After obtain the supervised training model, you can run adaptation given the source domain training data, the target domain training data and the target domain dev data. An example is given for adaptation from CNN to CoQA using entropy weighted CASe (CASe+E).
python run.py --bert_model bert-base-uncased --do_adaptation --do_lower_case --source_train_file cnn_train.json --target_train_file coqa_train.json --target_predict_file coqa_dev.json --input_dir cnn_models --input_model_file best_model.bin --output_dir cnn2coqa_models --output_model_file CASe_model.bin --logger_path cnn2coqa --CASe_method CASe+E --use_BN
Here, '--do_adaptation' means adaptation mode, you can modify the parameters for '--source_train_file'(training file in the source domain), '--target_train_file'(training file in the target domain), '--target_predict_file'(dev file in the target domain), '--input_dir'(The path of superivsed trained model on the source domain), '--input_model_file'(name of supervised trained model file), 'output_dir'(output path for the adapted model), 'output_model_file'(adapted model file name).

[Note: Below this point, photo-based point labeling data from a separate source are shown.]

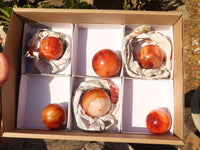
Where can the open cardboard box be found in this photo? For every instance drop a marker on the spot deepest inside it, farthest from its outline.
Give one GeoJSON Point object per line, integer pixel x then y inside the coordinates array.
{"type": "Point", "coordinates": [86, 23]}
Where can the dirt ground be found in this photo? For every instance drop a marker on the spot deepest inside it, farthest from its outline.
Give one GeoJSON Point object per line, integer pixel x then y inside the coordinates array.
{"type": "Point", "coordinates": [191, 51]}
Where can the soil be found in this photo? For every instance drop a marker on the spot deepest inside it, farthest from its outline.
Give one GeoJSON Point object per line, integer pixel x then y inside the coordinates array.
{"type": "Point", "coordinates": [191, 60]}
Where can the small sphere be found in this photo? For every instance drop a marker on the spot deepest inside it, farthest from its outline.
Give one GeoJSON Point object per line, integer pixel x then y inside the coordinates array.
{"type": "Point", "coordinates": [150, 57]}
{"type": "Point", "coordinates": [54, 116]}
{"type": "Point", "coordinates": [96, 103]}
{"type": "Point", "coordinates": [106, 63]}
{"type": "Point", "coordinates": [158, 121]}
{"type": "Point", "coordinates": [51, 48]}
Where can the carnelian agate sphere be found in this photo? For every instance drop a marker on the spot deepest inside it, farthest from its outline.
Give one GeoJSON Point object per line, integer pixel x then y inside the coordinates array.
{"type": "Point", "coordinates": [150, 57]}
{"type": "Point", "coordinates": [51, 48]}
{"type": "Point", "coordinates": [158, 121]}
{"type": "Point", "coordinates": [5, 69]}
{"type": "Point", "coordinates": [106, 63]}
{"type": "Point", "coordinates": [96, 103]}
{"type": "Point", "coordinates": [54, 116]}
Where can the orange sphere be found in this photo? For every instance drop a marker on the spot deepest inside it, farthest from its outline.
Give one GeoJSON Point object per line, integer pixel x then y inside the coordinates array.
{"type": "Point", "coordinates": [158, 121]}
{"type": "Point", "coordinates": [54, 116]}
{"type": "Point", "coordinates": [106, 63]}
{"type": "Point", "coordinates": [5, 69]}
{"type": "Point", "coordinates": [150, 57]}
{"type": "Point", "coordinates": [51, 48]}
{"type": "Point", "coordinates": [96, 103]}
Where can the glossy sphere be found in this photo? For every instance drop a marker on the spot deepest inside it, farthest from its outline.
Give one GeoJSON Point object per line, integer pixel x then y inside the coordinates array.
{"type": "Point", "coordinates": [96, 103]}
{"type": "Point", "coordinates": [54, 116]}
{"type": "Point", "coordinates": [51, 48]}
{"type": "Point", "coordinates": [150, 57]}
{"type": "Point", "coordinates": [5, 69]}
{"type": "Point", "coordinates": [106, 63]}
{"type": "Point", "coordinates": [158, 121]}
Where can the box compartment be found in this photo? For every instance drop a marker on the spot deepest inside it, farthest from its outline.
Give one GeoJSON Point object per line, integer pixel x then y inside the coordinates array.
{"type": "Point", "coordinates": [13, 48]}
{"type": "Point", "coordinates": [89, 39]}
{"type": "Point", "coordinates": [36, 92]}
{"type": "Point", "coordinates": [142, 96]}
{"type": "Point", "coordinates": [30, 30]}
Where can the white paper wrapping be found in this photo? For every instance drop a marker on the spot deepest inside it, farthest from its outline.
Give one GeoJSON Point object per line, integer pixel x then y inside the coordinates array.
{"type": "Point", "coordinates": [139, 38]}
{"type": "Point", "coordinates": [106, 122]}
{"type": "Point", "coordinates": [43, 65]}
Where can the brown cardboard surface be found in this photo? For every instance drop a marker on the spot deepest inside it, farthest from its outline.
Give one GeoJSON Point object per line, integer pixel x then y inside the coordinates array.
{"type": "Point", "coordinates": [13, 50]}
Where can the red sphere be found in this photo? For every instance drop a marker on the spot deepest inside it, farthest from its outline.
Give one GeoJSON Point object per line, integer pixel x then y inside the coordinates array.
{"type": "Point", "coordinates": [96, 103]}
{"type": "Point", "coordinates": [158, 121]}
{"type": "Point", "coordinates": [106, 63]}
{"type": "Point", "coordinates": [54, 116]}
{"type": "Point", "coordinates": [51, 48]}
{"type": "Point", "coordinates": [150, 57]}
{"type": "Point", "coordinates": [5, 69]}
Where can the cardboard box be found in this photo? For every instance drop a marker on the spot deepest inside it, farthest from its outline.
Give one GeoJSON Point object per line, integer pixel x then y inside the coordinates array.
{"type": "Point", "coordinates": [98, 22]}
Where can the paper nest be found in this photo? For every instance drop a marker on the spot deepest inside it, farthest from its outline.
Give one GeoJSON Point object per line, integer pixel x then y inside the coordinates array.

'CASe_method' can be 'CASe' or 'CASe+E', which are standard CASe and CASe with entropy-weighted loss in adversarial learning respectively.
It should be noted that the process will run evaluation on the target dev set with interval depended on parameter '--evaluation_interval', which is just used for watching the performance trend. However, the correct result should be the performance given by final model which will also be logged.
It is used to run prediction for a trained/adapted model. An example is given
python run.py --bert_model bert-base-uncased --do_prediction --do_lower_case --predict_file coqa_dev.json --output_dir cnn2coqa_models --output_model_file CASe_model.bin --logger_path cnn2coqa --use_BN --output_prediction
Here, parameters of '--output_dir' and '--output_model_file' are the model path and model file name for prediction respectively. '--output_prediction' means a json file with predictions will be written to the output path.